Can you double the filling recipe for a higher cheesecake
Ashlee Marie
I’d go up to 3 lbs (there is a slide in the “servings” section of the recipe) in a 10 inch pan, or stick with 2 lbs and move to a smaller pan – 8 or 9 inch.
Tanis
I found this recipe when I was searching for something wonderful to make for a fundraiser. It turned out looking so beautiful! I am just sad that I don’t get to have a piece!
Ashlee Marie
so glad you enjoyed it! you’ll have to make it again so you can enjoy it!
Jon
Hello, so are you saying we leave the cheesecake in the oven to cool with the door open? I’ve never done that before, but open to new ideas!
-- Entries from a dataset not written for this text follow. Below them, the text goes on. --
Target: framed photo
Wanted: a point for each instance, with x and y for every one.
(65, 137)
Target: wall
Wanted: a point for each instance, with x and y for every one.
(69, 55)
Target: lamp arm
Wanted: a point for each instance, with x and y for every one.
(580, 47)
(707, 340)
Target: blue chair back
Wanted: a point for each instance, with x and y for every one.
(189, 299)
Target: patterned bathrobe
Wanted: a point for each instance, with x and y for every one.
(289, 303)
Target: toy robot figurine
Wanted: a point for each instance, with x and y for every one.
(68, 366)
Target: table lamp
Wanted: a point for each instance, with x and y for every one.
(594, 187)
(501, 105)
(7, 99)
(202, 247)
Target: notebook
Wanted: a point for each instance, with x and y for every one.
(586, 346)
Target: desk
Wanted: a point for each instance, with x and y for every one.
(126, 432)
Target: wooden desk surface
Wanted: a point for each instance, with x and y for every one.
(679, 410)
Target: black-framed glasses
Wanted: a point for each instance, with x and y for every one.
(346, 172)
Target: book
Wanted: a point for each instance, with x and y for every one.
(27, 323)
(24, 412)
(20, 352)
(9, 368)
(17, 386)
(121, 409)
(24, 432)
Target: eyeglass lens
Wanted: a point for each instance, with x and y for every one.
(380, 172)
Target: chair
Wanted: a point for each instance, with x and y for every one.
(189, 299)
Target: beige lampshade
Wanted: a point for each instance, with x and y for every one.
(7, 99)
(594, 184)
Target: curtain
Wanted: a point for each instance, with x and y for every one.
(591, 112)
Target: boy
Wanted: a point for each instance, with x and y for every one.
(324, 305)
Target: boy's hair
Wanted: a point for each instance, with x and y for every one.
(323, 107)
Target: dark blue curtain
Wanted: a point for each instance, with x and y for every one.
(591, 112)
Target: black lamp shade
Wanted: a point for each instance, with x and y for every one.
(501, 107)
Thanks.
Ashlee Marie
yes, instead of pulling the hot cheesecake out and having it cool quickly I leave it a little more jiggly than most people and I let it cool slower by leaving it in the oven with the door ajar, THEN let it cool a little longer on the counter THEN going into the fridge. It helps prevent cracking.
Mary V
I made this for Thanksgiving – first time in 60+ years I have made something other than a pumpkin pie from scratch. The cheesecake and caramel sauce were out of this world – a five star dessert, no comments added. I am going to make up some caramel this week to add to plain yogurt. Noose makes one, I think mine will be better! Thank you Ashlee Marie!!
Ashlee Marie
I am so glad you love this as much as we do! and yes this caramel sauce is my go to for so many other treats!